When I built up the training data using this method, the sets were returned in the buckets[] array:

        buckets = asd.generateLearningSetsFromReviews([sjr],[1,5],{'training': 0.8,'test':0.2})

Each training set in this list is actually an array of (textBag, rating) tuples:
     buckets = [[(bagOfText,rating)...],[..]]

I want to get frequency distributions of common terms from one and five star reviews in the training data, so that I can find terms with a high probability differential:                         

            # get common terms and frequency differentials

            allWords1 = [w for (textBag,rating) in buckets['training'] for w in textBag if rating == 1]
            fd1 = FreqDist(allWords1)
            allWords5 = [w for (textBag,rating) in buckets['training'] for w in textBag if rating == 5]
            fd5 = FreqDist(allWords5)

            commonTerms = [w for w in fd1.keys() if w in fd5.keys()]

            # now get frequency differentials

            commonTermFreqs = [(w,fd1.freq(w),fd5.freq(w),abs(fd1.freq(w)-fd5.freq(w))) 
                for w in commonTerms]


Now we've got common terms, sorted by their absolute differential between frequency distributions in 1 and 5 star reviews.

if I plot this distribution:

            freqdiffs = [diff for (a,b,c,diff) in commonTermFreqs]

I can see that it falls off sharply:

This looks like a Zipfian distribution: "given some corpus of natural language utterances, the frequency of any word is inversely proportional to its rank in the frequency table. Thus the most frequent word will occur approximately twice as often as the second most frequent word, three times as often as the third most frequent word..." 

The shape of this distribution implies that only a small subset of  the terms actually have a frequency differential that really 'matters' in the hypothesis -- all terms aren't needed. I can start arbitrarily by keeping all terms with a frequency differential > 0.001 to quickly test the hypothesis. That leaves 131 of the original 688 common terms.

Note that in getting and filtering common terms, I have not retained the terms that very strongly signal one review rating or another: those would be the terms that exist only in one review rating corpus or another. Note that even though those terms do not exist in one or the other review corpus, and that would make the calculation go to zero, the non existent terms are 'smoothed out' by including them in the other corpus and adding a very small value to the frequency of all terms in that corpus, which guarantees that there are no terms with a zero frequency, and the Bayesian calculation won't zero out.

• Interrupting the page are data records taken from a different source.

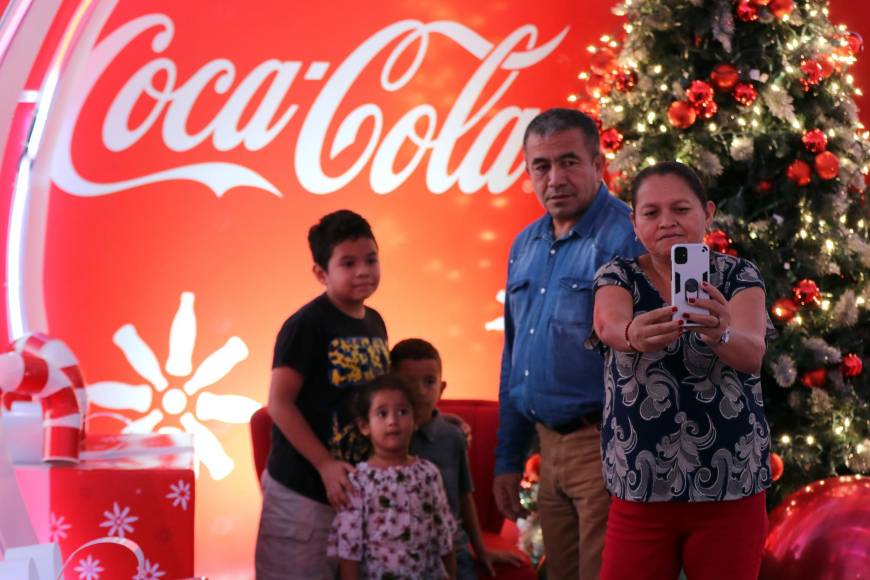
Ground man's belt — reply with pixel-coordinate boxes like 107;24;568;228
551;409;601;435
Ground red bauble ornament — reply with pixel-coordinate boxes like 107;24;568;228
704;230;731;254
686;81;714;105
732;83;758;107
846;31;864;56
792;278;822;306
692;99;719;119
613;69;637;93
770;453;785;481
818;54;837;79
574;99;601;119
843;353;864;378
586;75;613;99
710;64;740;91
754;179;773;195
770;298;797;324
801;369;828;389
668;101;698;129
785;159;812;187
801;129;828;153
600;129;623;153
523;453;541;483
801;58;823;85
813;151;840;181
736;0;758;22
589;48;616;76
767;0;794;18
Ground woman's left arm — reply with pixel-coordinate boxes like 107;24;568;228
686;283;767;374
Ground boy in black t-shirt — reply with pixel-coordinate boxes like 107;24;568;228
256;210;389;580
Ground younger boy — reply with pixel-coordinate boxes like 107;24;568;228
255;210;389;580
390;338;523;580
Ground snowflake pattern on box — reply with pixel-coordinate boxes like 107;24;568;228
75;555;104;580
100;502;139;538
48;512;72;543
87;292;261;480
133;558;166;580
166;479;190;511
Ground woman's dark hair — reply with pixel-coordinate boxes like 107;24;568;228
629;161;707;208
353;373;417;423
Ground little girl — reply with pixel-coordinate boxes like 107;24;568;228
329;374;456;580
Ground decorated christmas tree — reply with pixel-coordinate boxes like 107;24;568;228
569;0;870;502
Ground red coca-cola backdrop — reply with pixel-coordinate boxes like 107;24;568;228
2;0;863;578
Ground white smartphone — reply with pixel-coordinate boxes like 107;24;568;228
671;244;710;326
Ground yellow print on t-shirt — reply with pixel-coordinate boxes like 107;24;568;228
329;336;390;388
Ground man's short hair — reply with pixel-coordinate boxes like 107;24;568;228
523;108;600;158
390;338;441;370
308;209;377;270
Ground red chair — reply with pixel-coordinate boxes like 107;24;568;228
251;400;537;580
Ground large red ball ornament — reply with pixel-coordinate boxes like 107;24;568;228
842;353;864;379
600;129;624;153
574;99;601;119
813;151;840;180
613;69;637;93
759;475;870;580
586;75;613;99
523;453;541;483
692;99;719;119
792;278;822;306
785;159;812;187
736;0;758;22
770;298;797;324
770;453;785;481
710;63;740;92
732;83;758;107
801;129;828;153
767;0;794;18
686;81;714;105
818;54;837;79
801;58;823;85
668;101;698;129
846;31;864;56
801;369;828;389
589;48;616;75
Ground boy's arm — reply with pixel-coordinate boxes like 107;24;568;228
338;559;360;580
459;492;526;576
268;367;353;509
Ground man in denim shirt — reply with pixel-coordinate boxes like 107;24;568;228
493;109;644;580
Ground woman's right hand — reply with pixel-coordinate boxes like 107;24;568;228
627;306;683;352
317;459;354;510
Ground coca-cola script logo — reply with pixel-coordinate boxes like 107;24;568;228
52;14;568;196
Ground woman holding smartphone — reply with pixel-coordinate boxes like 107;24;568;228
593;162;772;580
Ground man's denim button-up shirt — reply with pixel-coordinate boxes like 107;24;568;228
496;185;645;474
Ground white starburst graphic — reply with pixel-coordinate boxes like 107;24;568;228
87;292;260;480
100;502;139;538
133;559;166;580
75;555;104;580
48;512;72;543
166;479;190;511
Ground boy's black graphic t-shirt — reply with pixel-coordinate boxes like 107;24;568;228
268;294;390;503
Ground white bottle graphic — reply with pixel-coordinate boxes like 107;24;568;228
165;292;196;377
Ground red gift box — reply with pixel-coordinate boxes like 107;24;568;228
15;433;195;580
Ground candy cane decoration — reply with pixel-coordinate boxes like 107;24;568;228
13;332;88;420
0;352;82;463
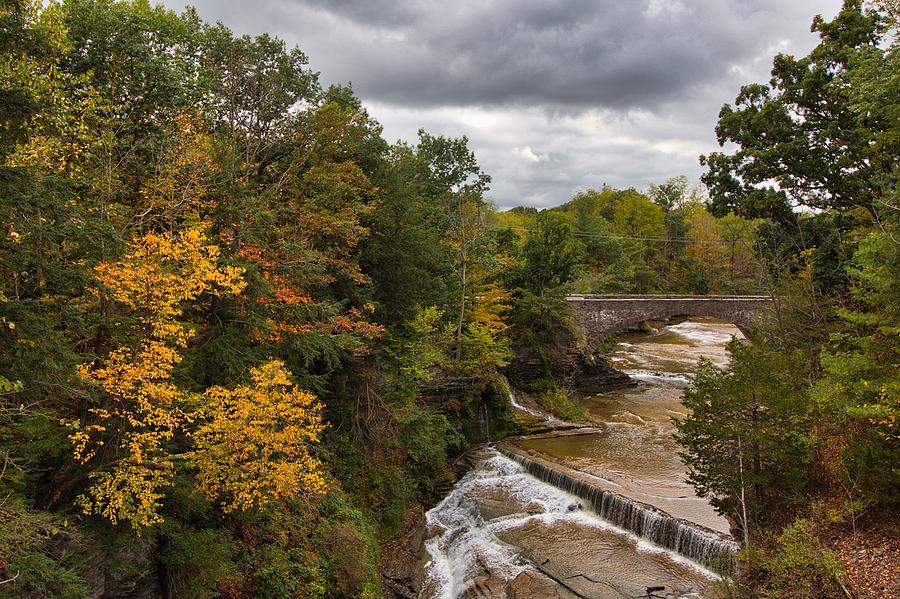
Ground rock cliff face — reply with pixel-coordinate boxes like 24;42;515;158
506;343;634;395
381;504;428;599
570;354;635;395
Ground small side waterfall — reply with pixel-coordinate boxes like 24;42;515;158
498;448;738;573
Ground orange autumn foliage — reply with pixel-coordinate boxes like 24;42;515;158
69;229;324;530
194;360;325;512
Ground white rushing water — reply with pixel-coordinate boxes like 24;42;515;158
425;449;715;599
422;321;739;599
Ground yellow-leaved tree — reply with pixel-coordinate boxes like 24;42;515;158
194;360;325;512
69;227;324;530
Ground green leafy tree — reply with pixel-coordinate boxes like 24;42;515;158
675;334;814;542
701;0;896;222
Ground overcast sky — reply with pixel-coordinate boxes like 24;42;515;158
164;0;840;208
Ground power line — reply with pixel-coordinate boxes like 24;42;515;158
486;225;744;245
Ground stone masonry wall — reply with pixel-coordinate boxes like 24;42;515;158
567;295;772;348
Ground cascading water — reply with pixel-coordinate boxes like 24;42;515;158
501;450;738;573
422;448;714;599
503;377;553;422
422;321;739;599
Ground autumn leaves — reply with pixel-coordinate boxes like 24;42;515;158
69;227;325;530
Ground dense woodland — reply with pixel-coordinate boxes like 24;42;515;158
0;0;900;598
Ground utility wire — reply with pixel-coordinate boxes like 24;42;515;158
486;225;744;245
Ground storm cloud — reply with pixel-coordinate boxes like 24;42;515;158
160;0;840;207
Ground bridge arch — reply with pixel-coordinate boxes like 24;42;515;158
567;295;772;348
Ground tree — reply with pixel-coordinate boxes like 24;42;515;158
514;211;581;297
675;333;814;538
700;0;896;222
649;175;688;214
69;229;323;530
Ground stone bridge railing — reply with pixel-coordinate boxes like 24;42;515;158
567;295;772;347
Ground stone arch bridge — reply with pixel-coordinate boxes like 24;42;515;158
566;295;772;348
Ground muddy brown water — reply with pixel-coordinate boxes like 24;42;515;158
422;319;740;599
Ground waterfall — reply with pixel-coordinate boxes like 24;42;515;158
502;376;551;422
498;448;738;573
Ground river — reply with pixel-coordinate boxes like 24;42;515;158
423;319;740;599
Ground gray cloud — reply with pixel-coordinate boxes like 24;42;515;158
166;0;840;206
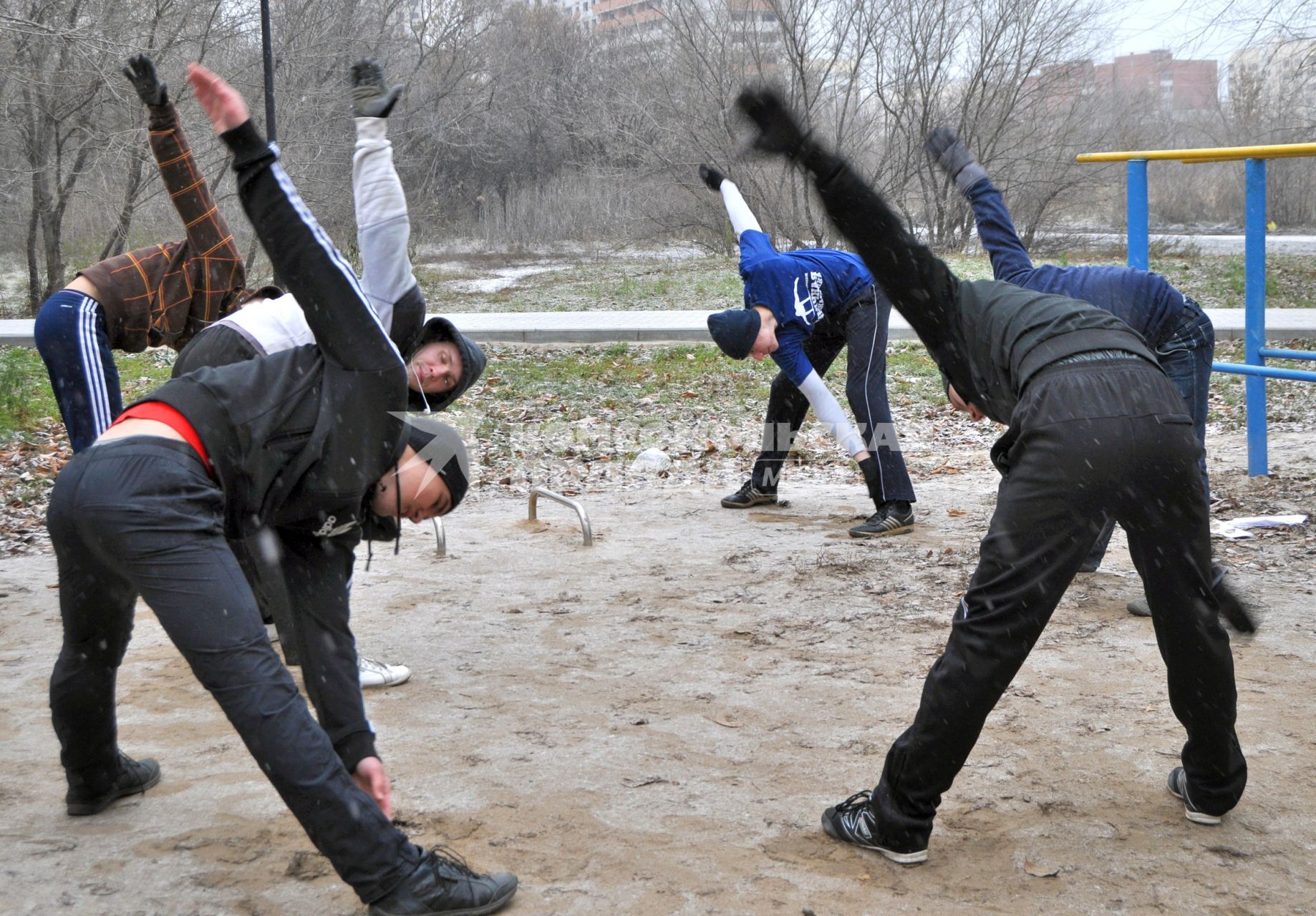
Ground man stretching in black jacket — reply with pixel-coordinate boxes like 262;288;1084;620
738;91;1252;864
47;64;516;916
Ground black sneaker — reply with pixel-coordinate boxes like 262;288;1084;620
64;751;160;817
1125;563;1232;623
1166;766;1220;825
823;789;928;864
369;849;516;916
850;500;914;537
722;479;776;510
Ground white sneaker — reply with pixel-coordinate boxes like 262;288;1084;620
357;656;410;687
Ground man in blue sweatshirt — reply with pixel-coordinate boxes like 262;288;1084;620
699;166;914;538
926;127;1223;608
737;89;1254;864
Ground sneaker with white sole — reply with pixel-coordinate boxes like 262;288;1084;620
1166;766;1220;827
722;478;776;510
369;849;516;916
357;656;410;687
850;500;914;537
823;789;928;864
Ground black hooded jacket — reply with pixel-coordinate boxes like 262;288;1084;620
137;121;408;771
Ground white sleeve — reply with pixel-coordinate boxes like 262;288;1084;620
800;370;867;458
721;177;763;238
352;117;416;331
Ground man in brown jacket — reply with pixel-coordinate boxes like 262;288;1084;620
34;55;261;452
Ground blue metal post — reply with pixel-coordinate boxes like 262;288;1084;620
1128;160;1148;270
1244;160;1270;477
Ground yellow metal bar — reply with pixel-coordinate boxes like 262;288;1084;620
1076;143;1316;162
1179;143;1312;166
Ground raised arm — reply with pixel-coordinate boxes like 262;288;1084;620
737;89;977;408
124;54;246;303
352;59;425;348
187;63;402;371
699;165;763;238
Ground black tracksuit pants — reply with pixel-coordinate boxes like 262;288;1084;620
873;356;1247;849
47;437;420;903
753;291;914;503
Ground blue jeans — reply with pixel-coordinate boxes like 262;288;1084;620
1087;296;1216;566
32;290;124;452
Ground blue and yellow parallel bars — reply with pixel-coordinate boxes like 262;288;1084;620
1078;143;1316;475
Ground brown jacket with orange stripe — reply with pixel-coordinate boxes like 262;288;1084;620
79;102;246;353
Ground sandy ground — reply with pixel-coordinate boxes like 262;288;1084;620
0;436;1316;916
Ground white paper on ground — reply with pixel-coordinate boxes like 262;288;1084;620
1211;515;1307;541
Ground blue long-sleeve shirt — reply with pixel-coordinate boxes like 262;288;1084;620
967;177;1183;348
740;229;874;386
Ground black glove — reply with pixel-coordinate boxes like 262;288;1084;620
124;54;168;105
924;127;987;193
352;58;402;117
859;454;886;505
735;87;813;160
1214;582;1257;633
699;165;727;191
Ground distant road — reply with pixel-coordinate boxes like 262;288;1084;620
1075;232;1316;254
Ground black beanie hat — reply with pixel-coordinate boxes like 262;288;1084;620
708;308;763;359
405;317;485;413
404;414;471;512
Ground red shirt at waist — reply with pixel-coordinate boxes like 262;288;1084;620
110;401;215;479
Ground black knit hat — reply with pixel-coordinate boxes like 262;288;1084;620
402;414;471;512
708;308;763;359
405;317;485;413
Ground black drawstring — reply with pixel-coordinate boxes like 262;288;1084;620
394;464;402;557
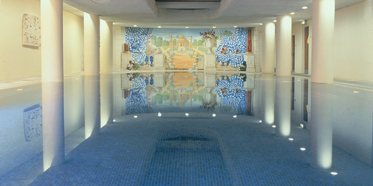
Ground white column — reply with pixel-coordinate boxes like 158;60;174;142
276;15;292;76
311;83;333;169
100;20;113;73
311;0;335;83
262;22;275;74
40;0;65;170
84;13;100;75
275;77;291;137
84;76;101;139
100;74;114;127
262;74;275;125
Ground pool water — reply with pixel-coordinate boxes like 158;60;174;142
0;72;373;185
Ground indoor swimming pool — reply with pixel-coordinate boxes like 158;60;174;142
0;71;373;186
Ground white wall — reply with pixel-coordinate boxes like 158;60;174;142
332;86;373;165
63;11;84;74
100;20;113;73
0;0;41;80
0;0;83;81
292;20;312;74
334;0;373;82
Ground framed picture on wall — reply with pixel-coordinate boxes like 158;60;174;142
22;14;41;47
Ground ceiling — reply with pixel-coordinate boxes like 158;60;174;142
64;0;364;28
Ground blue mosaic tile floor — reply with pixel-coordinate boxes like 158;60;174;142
27;113;373;185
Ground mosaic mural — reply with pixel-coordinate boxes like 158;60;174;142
122;72;248;115
125;27;247;69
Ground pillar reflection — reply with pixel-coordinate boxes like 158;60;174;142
84;76;101;139
42;82;65;171
311;83;333;169
262;74;275;125
100;75;114;127
275;77;291;136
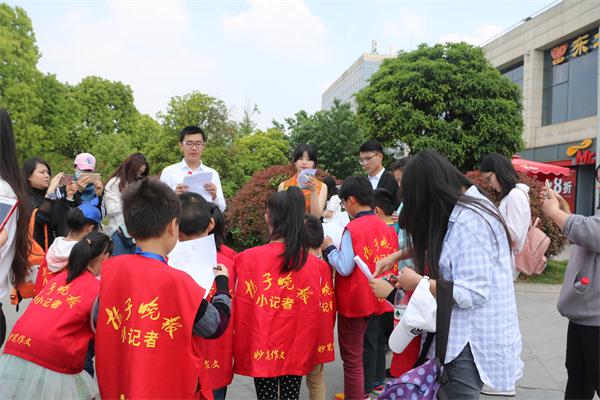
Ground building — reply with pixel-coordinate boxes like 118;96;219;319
482;0;600;215
321;52;395;111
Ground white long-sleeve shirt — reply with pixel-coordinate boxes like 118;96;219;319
160;160;227;212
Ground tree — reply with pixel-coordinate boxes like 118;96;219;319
286;99;364;178
356;43;523;171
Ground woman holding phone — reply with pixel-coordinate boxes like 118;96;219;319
23;157;77;248
0;109;29;347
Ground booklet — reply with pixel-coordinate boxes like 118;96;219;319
0;196;19;231
183;172;212;201
169;235;217;298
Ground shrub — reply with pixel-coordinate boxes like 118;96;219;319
466;171;567;258
225;164;328;250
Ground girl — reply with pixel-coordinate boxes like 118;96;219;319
0;232;111;399
378;150;523;399
0;109;30;347
234;186;333;399
278;144;327;218
479;153;531;278
103;153;150;256
35;203;101;293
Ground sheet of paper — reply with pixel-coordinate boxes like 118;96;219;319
354;256;373;280
169;235;217;298
298;169;317;189
183;172;212;201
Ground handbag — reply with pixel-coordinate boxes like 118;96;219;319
378;280;454;400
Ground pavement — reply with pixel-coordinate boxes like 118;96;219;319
0;283;598;400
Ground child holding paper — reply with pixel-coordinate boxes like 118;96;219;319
179;192;235;400
322;176;398;399
278;143;327;218
96;178;230;399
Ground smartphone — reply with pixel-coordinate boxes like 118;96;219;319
58;174;73;186
79;172;102;183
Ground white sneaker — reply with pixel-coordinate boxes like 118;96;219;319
481;385;517;397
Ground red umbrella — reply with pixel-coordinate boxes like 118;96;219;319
512;156;571;176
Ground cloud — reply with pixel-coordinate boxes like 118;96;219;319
440;24;504;46
223;0;330;64
38;1;218;115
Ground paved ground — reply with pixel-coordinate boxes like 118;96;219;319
0;283;597;400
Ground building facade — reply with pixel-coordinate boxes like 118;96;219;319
321;53;394;111
483;0;600;215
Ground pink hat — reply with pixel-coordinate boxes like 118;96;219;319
74;153;96;171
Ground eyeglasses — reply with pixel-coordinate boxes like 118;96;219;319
358;154;377;164
183;140;204;149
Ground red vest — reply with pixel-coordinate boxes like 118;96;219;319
335;214;398;318
310;256;336;363
193;252;235;390
4;271;100;374
219;244;237;261
233;243;323;378
96;255;205;399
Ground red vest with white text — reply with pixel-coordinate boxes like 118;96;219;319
335;214;398;318
4;271;100;374
96;255;205;400
233;243;323;378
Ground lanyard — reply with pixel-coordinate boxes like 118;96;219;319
135;247;167;264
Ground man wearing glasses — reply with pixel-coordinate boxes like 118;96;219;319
358;140;399;208
160;126;226;211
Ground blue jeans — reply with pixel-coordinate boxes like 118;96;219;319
437;343;483;400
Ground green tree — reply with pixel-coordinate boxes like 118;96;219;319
356;43;523;171
0;3;44;158
286;99;364;178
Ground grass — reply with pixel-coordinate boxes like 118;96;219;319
517;260;567;284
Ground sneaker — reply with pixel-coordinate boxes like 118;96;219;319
481;385;517;397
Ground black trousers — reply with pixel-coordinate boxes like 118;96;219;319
565;321;600;399
254;375;302;400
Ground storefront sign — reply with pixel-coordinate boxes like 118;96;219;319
550;31;600;65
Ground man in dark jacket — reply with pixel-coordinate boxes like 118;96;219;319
358;140;399;208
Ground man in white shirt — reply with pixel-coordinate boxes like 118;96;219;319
160;126;226;211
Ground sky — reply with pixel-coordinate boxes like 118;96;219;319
8;0;554;129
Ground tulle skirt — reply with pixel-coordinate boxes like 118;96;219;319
0;354;100;400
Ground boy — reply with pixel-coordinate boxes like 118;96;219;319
96;178;230;399
179;192;235;400
322;176;398;399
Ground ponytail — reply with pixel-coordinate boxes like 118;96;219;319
267;186;308;273
67;231;112;283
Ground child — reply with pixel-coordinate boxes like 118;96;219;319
35;203;102;293
304;215;335;400
179;192;235;400
322;176;398;399
0;232;112;399
234;186;326;400
96;178;230;399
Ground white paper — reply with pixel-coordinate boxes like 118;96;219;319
354;256;373;280
298;169;317;189
169;235;217;298
183;172;212;201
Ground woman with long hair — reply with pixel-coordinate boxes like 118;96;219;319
0;108;30;346
278;143;327;218
382;150;523;399
104;153;150;256
23;157;77;252
234;187;333;399
0;232;112;400
479;153;531;278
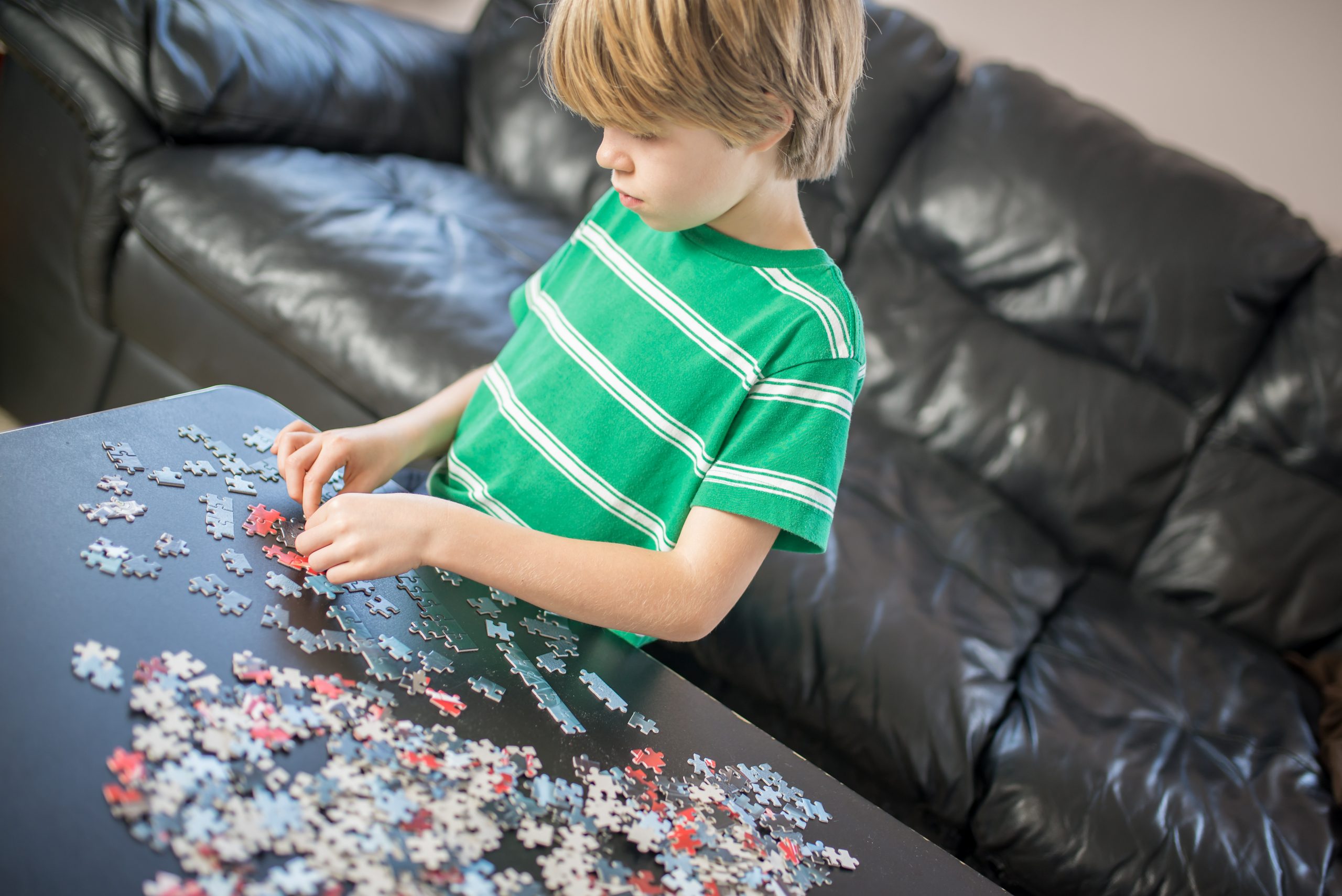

I would need to add those terms into the set of terms that we filter by.

The full set of filtered terms is comprised of both uncommon and filtered common words:

            filterTerms = [w for (w,x,y,diff) in commonTermFreqs if diff > 0.001]
            fd1Only = [w for w in fd1.keys() if w not in fd5.keys]
            fd5Only = [w for w in fd5.keys() if w not in fd1.keys]

            defaultWordSet = set(filterTerms) # rename so I dont have to rewrite the encoding method 

And I use those words as features identified at encoding time:

            def emitDefaultFeatures(tokenizedText):
                @param tokenizedText: an array of text features
                @return: a feature map from that text.
                tokenizedTextSet = set(tokenizedText)
                featureSet = {}
                for text in defaultWordSet:
                    featureSet['contains:%s'%text] = text in tokenizedTextSet

                return featureSet

Testing The Hypothesis

Now I can train the classifier: asd.encodeData() takes care of encoding features from the training and test sets by calling emitDefaultFeatures() for each review.

            encodedTrainSet = asd.encodeData(rawTrainingSetData,emitDefaultFeatures )
            classifier = nltk.NaiveBayesClassifier.train(encodedTrainSet)
            encodedTestSet = asd.encodeData(rawTestSetData, emitDefaultFeatures)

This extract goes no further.